Member of the Legislative Yuan
- In office 1948–1988
- Constituency: Harbin

Personal details
- Born: 30 January 1899 Acheng County, China
- Died: 18 March 1988 (aged 89)

= Yu Ruzhou =

Chinese politician

Yu Ruzhou (于汝洲, 30 January 1899 – 18 March 1988) was a Chinese physician and politician. She was among the first group of women elected to the Legislative Yuan in 1948.

==Biography==
Yu was born in Acheng County in 1899. She attended Peking Union Medical College, Shanghai Medical College and the Shanghai Institute of Human and Obstetrics, after which she became a medical officer for the Harbin Anti-epidemic Affairs Office, Daheihe Epidemic Prevention Hospital and Daheihe Police Department. She later became head of Harbin Songjiang Obstetrics School and Songjiang Hospital. During the Second Sino-Japanese War she served as director of the Wartime Childcare Association and was deputy director of Yichang Wartime Children's Transportation Station.

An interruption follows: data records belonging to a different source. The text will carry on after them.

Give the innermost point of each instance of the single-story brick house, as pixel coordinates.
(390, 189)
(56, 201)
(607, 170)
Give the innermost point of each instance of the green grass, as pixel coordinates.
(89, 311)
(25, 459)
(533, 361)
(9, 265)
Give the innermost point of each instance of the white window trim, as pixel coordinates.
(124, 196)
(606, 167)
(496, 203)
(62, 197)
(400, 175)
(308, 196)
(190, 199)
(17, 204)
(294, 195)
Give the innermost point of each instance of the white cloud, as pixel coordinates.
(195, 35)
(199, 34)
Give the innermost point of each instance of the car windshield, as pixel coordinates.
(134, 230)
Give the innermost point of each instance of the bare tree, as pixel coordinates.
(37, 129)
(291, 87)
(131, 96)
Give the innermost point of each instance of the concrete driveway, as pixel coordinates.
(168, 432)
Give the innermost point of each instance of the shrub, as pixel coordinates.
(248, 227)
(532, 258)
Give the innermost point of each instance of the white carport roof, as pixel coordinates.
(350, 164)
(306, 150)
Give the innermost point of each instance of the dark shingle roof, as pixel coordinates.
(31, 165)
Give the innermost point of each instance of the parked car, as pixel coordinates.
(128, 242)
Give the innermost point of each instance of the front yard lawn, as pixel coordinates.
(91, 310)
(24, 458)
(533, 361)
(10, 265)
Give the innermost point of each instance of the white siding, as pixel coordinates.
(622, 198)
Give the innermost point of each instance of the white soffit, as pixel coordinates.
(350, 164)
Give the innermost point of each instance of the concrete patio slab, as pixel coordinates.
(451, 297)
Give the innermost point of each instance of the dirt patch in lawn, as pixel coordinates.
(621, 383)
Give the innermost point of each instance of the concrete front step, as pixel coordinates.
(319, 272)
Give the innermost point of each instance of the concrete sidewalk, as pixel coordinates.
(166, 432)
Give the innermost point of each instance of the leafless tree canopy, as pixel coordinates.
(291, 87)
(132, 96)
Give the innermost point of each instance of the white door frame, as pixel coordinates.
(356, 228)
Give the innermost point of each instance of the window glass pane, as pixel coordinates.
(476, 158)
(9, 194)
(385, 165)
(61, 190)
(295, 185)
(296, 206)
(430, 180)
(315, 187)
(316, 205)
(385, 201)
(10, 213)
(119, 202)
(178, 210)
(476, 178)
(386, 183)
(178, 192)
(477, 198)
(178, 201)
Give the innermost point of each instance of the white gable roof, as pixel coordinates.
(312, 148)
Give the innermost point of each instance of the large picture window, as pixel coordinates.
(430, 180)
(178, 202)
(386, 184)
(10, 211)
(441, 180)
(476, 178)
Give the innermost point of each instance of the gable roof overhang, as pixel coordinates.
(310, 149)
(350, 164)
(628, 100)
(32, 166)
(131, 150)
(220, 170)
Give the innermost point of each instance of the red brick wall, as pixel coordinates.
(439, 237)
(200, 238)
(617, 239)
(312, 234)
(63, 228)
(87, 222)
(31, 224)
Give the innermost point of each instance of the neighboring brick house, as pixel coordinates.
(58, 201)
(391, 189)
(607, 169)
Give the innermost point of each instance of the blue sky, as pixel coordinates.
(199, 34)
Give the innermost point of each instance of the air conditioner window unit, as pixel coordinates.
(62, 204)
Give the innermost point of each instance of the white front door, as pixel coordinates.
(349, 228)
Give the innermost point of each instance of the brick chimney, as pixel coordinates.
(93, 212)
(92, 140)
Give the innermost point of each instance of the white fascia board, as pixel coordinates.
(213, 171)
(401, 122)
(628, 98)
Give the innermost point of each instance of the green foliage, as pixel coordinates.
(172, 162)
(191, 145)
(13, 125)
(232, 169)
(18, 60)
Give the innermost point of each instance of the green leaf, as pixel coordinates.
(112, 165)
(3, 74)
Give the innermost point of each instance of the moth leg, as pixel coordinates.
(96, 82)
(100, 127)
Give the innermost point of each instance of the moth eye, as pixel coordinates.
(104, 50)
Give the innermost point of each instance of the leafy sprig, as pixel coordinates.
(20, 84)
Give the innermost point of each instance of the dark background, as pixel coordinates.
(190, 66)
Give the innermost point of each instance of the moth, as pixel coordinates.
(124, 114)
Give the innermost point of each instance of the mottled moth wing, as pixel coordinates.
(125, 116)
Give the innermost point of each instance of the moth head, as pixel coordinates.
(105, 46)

After the war Yu was a delegate to the 1946 Constituent National Assembly that drew up the constitution of the Republic of China. A member of the executive of the Harbin branch of the Kuomintang, she was a Kuomintang candidate in the city in the 1948 elections for the Legislative Yuan and was elected to parliament. She relocated to Taiwan during the Chinese Civil War, where she remained a member of the Legislative Yuan until her death in 1988.